Git ignore & changing the past
This will be a two-step procedure:
Introduce the .gitignore file
For this to work, the early commits are going to have to have your .gitignore
file. So, you need to:
- Check out the root commit:
git checkout -b temp $(git rev-list HEAD | tail -1)
- Add the
.gitignore
file. git commit --amend
- Rebase all of your existing branches onto "temp". This may or may not work seamlessly, so you might need to fiddle with it if any conflicts spring up.
- Check out your working branch and delete the temp branch.
Rewrite history
Now you can automatically remove these files from all of the branches by this command:
git filter-branch --tree-filter 'git clean -f -X' -- --all
This will rewrite all of your branches to remove ignored files. It may take a while depending on the size of your repository.
I've just done this and some of the other answers/comments nearly got me there, but I had to make some changes.
I've used filter-branch
to introduce my .gitignore
file at the start of history, and apply it to all previous commits.
This is the command:
git filter-branch --tree-filter 'git rm --cached -rf . >/dev/null ; cp ~/Desktop/new-gitignore .gitignore ; git add . ; git clean -d -X -f >/dev/null' -- --all
As you can see, it assumes you have a copy of the wanted .gitignore
file on your Desktop (~/Desktop/new-gitignore
).
I found that only after I've removed and re-added (git rm ...
, git add .
) all the files would git clean
remove all the files that the new .gitignore
is telling it to ignore.
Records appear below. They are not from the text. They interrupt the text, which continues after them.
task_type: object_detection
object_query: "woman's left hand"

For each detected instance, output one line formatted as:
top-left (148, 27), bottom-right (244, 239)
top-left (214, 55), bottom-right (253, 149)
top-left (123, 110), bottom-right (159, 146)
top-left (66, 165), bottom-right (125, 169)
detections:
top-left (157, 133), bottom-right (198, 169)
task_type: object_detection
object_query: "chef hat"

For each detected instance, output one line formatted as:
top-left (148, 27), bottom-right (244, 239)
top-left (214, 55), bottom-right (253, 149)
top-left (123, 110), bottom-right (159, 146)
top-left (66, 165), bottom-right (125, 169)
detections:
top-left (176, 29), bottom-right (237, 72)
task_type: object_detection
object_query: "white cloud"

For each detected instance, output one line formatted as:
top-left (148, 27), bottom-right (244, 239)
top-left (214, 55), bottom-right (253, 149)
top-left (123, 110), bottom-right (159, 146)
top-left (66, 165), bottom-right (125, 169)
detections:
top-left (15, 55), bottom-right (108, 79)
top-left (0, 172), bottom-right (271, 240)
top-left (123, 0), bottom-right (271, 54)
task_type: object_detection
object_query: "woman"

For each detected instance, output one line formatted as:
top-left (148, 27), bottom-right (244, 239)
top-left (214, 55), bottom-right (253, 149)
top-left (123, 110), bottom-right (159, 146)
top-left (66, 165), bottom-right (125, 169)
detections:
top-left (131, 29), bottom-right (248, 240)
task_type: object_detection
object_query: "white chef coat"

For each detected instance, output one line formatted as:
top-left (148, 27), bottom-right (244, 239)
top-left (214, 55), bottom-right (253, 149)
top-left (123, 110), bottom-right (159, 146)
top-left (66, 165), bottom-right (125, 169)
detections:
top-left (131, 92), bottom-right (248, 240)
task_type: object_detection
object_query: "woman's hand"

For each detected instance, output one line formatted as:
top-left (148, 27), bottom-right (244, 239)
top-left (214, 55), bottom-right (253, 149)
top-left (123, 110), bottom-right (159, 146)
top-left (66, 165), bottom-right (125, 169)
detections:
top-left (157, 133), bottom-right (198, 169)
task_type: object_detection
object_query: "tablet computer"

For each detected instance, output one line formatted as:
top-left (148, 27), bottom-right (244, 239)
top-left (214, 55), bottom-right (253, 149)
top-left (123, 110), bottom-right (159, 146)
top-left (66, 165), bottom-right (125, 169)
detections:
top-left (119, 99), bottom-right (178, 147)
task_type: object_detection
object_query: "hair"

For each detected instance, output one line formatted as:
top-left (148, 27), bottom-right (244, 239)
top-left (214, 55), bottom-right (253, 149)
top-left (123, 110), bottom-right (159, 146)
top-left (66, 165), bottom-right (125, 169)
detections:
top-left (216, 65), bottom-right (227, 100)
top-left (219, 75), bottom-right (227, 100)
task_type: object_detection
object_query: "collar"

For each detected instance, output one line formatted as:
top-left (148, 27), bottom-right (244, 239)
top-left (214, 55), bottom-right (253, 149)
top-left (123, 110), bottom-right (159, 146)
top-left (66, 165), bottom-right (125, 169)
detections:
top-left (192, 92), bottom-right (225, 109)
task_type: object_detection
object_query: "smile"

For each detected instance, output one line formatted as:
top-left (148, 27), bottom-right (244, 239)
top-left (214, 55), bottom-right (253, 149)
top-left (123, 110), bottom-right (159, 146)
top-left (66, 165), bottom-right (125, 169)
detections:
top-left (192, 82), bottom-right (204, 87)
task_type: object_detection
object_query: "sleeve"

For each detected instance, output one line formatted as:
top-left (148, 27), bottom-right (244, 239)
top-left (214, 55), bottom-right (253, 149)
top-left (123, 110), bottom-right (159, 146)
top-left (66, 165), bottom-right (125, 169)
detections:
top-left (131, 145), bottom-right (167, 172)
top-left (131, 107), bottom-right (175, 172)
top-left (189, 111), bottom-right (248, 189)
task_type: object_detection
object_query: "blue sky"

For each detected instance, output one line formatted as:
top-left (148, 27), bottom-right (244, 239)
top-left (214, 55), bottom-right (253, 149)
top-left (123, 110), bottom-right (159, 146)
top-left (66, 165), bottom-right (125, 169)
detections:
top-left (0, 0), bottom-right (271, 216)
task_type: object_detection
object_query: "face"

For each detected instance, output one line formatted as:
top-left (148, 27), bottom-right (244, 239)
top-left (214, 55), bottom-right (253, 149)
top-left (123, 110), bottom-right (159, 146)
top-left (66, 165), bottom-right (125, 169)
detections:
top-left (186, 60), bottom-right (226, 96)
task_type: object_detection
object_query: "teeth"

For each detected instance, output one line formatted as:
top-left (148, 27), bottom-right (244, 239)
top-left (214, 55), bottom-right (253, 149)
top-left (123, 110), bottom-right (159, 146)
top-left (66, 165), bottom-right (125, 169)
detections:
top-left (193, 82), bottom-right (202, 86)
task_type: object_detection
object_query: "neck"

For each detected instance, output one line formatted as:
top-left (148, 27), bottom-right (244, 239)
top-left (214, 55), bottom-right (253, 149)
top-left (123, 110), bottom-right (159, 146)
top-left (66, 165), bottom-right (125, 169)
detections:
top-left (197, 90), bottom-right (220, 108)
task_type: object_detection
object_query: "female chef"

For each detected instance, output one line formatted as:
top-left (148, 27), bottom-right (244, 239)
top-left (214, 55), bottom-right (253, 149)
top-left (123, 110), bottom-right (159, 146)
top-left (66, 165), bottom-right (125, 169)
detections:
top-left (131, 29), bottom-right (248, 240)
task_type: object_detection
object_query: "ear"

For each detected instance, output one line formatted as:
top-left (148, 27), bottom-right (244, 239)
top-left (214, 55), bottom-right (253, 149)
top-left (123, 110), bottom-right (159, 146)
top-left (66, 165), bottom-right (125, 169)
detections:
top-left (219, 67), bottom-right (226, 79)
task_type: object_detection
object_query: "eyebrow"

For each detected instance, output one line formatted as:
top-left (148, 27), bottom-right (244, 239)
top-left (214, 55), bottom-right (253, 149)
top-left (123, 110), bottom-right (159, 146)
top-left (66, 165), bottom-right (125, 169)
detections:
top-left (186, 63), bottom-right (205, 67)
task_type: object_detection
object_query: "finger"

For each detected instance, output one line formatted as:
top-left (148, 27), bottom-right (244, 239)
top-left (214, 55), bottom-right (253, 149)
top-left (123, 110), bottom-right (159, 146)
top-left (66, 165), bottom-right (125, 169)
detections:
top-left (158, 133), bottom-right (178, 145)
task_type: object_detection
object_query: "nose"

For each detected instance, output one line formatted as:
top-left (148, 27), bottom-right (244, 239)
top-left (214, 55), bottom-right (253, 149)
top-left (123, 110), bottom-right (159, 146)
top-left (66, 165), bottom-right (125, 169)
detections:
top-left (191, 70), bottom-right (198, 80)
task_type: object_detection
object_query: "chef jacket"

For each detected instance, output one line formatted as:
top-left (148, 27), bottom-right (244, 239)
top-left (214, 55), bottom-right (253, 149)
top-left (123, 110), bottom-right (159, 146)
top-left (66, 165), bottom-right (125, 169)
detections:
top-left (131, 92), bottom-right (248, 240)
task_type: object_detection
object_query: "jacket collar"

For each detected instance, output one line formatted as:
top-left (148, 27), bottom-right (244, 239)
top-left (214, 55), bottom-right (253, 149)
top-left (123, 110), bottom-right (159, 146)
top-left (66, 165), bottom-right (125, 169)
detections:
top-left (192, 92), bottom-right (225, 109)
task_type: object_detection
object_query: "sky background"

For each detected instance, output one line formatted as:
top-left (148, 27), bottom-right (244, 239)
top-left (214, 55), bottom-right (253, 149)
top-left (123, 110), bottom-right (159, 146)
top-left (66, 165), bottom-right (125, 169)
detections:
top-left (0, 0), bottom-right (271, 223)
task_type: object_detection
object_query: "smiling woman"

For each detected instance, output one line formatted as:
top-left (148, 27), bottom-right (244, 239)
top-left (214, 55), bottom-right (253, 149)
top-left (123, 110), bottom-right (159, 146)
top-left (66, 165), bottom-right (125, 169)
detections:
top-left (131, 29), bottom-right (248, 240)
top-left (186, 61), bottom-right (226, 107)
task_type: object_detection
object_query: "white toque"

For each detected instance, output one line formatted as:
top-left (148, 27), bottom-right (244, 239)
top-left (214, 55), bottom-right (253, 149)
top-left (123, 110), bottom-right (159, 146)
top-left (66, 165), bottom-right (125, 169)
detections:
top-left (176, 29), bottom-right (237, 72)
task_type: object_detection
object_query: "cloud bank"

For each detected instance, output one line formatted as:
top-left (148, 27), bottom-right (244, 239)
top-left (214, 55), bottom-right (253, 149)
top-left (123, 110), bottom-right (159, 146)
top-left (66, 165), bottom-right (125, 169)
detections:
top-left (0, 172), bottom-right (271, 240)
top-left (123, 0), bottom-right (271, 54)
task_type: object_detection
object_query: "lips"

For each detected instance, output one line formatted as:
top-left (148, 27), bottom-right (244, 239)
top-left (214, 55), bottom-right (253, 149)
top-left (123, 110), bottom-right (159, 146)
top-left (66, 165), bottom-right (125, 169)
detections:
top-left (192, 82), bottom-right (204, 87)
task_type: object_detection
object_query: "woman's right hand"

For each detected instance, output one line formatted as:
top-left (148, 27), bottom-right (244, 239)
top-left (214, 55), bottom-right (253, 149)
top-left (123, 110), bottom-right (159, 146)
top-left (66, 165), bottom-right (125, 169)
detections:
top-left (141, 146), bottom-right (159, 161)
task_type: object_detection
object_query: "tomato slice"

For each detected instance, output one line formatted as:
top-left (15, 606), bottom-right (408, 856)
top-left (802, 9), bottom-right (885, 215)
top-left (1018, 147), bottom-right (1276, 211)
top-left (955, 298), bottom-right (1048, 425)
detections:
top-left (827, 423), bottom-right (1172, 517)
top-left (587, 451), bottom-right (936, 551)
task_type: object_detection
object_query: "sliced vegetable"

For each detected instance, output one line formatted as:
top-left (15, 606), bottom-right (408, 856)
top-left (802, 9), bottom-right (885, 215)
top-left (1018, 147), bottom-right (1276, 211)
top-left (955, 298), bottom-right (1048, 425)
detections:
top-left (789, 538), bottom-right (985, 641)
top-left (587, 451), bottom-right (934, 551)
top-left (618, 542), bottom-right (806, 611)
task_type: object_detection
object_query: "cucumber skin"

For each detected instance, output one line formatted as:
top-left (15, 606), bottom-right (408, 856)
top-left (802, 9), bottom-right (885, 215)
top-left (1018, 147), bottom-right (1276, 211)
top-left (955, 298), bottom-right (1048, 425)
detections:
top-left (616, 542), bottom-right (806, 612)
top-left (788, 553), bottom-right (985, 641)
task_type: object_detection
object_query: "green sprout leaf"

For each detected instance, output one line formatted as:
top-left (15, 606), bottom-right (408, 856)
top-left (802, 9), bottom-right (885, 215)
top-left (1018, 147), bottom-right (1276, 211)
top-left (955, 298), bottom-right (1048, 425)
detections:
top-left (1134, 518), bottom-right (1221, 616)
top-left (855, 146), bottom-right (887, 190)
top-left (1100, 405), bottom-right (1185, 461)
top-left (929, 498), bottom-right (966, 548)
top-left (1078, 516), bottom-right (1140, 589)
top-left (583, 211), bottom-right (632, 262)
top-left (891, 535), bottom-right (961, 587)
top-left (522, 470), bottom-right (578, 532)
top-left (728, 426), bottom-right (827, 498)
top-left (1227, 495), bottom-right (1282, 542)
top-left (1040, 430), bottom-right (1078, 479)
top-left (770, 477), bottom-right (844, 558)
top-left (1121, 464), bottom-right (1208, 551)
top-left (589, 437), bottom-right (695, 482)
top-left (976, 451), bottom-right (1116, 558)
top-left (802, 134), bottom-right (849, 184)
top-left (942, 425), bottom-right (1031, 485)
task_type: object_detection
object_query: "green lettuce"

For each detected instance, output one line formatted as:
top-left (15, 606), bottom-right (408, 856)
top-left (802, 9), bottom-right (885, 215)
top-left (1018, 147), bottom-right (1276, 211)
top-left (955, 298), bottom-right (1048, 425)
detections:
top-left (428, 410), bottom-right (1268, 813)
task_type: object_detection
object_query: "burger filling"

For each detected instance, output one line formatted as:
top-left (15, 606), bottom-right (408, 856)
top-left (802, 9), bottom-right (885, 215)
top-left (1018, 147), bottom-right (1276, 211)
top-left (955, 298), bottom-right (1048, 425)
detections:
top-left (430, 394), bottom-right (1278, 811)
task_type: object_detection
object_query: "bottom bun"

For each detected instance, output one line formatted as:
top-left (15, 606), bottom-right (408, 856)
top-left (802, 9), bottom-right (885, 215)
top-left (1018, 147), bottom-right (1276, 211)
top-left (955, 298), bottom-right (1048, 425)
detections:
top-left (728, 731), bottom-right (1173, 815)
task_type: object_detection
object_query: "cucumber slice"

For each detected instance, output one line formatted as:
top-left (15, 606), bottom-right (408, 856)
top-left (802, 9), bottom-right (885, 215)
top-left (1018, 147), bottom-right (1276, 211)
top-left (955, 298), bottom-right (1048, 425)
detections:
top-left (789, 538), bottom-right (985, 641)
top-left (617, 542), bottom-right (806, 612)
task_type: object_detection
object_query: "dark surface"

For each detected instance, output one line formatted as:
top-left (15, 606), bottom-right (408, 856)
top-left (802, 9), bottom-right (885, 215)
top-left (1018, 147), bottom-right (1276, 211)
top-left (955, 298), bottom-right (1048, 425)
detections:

Notice its not necessary to add the files again after clean, as tree-filter
will just commit everything as is.
I've included >/dev/null
to reduce the output of the script, but you can safely remove this if you want to see the whole process.
See removing file from every commit section. It is exactly your case.
But be careful, as this feature as every history rewriting one DOES change every commit. So if you have public repository and someone could have based some work on it - it would lead to problems.